After the USSR's collapse, he worked for the Ukrainian industrial giant Motor Sich in Alushta within Crimea, until he transferred to the city of Zaporizhzhia to become Deputy General Director for Government and Public Relations of Motor Sich there. He did this until 2000.

== Political career ==
During a by-election in 2000, he was elected to the Verkhovna Rada representing Labour Ukraine for district no. 79 (within Zaporizhzhia Oblast). He later became a member of the Party of Regions in 2005, and was re-elected continuously up until the snap 2014 Ukrainian parliamentary election.

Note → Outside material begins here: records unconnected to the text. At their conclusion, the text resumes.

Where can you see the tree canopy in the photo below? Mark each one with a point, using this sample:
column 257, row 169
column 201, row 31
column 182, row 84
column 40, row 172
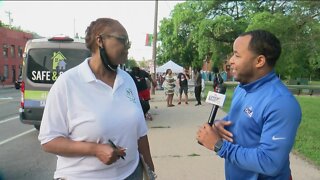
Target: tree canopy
column 205, row 30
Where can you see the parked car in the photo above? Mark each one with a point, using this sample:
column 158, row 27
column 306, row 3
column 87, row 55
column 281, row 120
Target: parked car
column 17, row 83
column 44, row 60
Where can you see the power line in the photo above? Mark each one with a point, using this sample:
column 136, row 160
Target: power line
column 9, row 15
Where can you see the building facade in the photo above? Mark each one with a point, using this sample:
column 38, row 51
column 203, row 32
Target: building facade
column 12, row 45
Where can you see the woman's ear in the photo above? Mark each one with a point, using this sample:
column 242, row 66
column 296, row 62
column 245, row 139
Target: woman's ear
column 99, row 41
column 261, row 61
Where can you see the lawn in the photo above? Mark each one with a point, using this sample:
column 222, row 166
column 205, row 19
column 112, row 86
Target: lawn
column 307, row 144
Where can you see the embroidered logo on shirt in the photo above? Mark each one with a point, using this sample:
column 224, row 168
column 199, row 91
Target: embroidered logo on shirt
column 249, row 111
column 130, row 95
column 274, row 138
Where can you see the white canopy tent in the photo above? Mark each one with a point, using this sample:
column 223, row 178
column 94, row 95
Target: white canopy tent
column 170, row 65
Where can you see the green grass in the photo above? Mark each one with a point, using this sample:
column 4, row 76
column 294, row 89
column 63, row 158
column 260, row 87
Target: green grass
column 307, row 143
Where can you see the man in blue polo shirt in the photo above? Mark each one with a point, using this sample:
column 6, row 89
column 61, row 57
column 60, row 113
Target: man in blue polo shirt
column 257, row 135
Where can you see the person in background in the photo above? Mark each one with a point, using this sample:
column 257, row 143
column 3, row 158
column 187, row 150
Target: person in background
column 83, row 121
column 183, row 85
column 197, row 86
column 257, row 135
column 217, row 79
column 169, row 87
column 139, row 76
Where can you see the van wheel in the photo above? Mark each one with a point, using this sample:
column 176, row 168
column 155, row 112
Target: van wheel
column 37, row 127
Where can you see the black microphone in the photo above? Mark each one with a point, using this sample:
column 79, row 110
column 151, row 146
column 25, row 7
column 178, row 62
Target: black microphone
column 217, row 99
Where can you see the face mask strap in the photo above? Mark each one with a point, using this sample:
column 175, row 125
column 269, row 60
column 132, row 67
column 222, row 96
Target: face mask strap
column 105, row 59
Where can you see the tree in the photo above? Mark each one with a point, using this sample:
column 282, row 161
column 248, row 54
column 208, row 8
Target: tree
column 202, row 30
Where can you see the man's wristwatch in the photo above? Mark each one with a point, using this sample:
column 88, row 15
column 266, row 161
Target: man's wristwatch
column 218, row 145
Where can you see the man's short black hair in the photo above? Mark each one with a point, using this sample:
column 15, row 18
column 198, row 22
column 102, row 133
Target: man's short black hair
column 264, row 43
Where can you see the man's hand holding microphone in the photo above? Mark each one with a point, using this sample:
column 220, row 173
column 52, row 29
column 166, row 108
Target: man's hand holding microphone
column 212, row 133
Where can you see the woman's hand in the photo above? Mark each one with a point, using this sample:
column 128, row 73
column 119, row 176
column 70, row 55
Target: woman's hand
column 107, row 154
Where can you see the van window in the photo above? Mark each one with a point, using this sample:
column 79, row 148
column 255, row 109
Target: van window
column 45, row 65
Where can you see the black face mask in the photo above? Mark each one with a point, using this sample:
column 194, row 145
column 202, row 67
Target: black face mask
column 105, row 60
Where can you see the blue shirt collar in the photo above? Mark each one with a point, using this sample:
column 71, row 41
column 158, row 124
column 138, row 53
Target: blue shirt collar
column 258, row 83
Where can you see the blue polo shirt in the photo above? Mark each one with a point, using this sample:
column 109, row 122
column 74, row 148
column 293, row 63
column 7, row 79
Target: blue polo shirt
column 265, row 117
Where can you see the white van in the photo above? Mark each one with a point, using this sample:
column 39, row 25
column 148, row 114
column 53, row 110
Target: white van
column 43, row 61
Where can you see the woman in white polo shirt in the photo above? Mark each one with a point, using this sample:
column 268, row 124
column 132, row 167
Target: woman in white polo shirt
column 93, row 104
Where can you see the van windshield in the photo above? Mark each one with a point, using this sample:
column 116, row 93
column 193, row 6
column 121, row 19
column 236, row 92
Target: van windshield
column 45, row 65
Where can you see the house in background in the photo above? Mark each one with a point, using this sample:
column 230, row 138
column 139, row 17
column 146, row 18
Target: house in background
column 12, row 43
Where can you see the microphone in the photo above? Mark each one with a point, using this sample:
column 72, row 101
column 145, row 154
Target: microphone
column 217, row 99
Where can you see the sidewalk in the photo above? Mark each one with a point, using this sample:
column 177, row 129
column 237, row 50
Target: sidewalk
column 176, row 153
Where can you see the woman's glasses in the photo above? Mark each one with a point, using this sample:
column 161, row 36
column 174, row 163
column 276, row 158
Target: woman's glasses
column 122, row 39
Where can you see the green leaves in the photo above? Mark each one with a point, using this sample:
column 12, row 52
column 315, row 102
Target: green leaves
column 201, row 30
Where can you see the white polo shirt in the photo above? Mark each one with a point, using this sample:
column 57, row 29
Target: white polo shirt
column 83, row 108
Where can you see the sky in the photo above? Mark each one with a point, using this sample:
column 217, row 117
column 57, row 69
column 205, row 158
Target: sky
column 49, row 18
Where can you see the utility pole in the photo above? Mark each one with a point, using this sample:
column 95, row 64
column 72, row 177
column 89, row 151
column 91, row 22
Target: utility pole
column 10, row 19
column 154, row 45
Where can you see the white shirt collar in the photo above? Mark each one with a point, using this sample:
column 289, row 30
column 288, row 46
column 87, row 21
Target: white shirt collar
column 87, row 75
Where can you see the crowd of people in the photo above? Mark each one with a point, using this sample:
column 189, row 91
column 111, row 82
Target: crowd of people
column 94, row 139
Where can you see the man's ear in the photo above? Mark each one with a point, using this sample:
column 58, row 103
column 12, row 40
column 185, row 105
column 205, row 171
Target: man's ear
column 261, row 61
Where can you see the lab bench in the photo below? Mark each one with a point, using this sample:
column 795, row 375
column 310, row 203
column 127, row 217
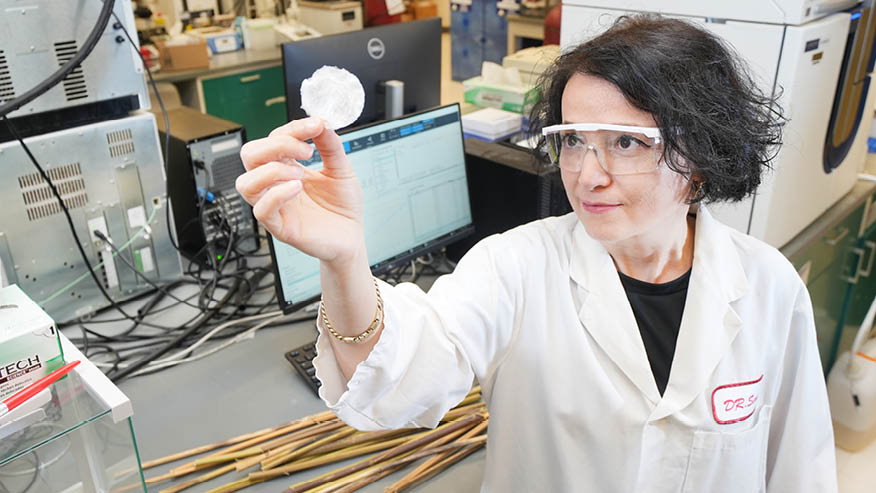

He represented district no. 79 until 2006, when he became part of the party list for Party of Regions, but returned to being elected from a district in 2012 when he was elected to district no. 74. In 2010 Sukhyi served as a Governor of Ternopil Oblast.

Following the events of Euromaidan, Sukhyi announced his plans to withdraw from the Party of Regions faction in parliament, but then withdrew this and said he was detained by a group of young men while returning from Morshyn who he said "compelled him to write a statement" and forced him to read it on camera.

== Legal issues ==
Since June 2018, he has been placed on the nationwide wanted list by the Ministry of Internal Affairs under Article 364, part 2 and Article 336, part 2 of the Criminal Code of Ukraine. He has been missing since 26 February 2015.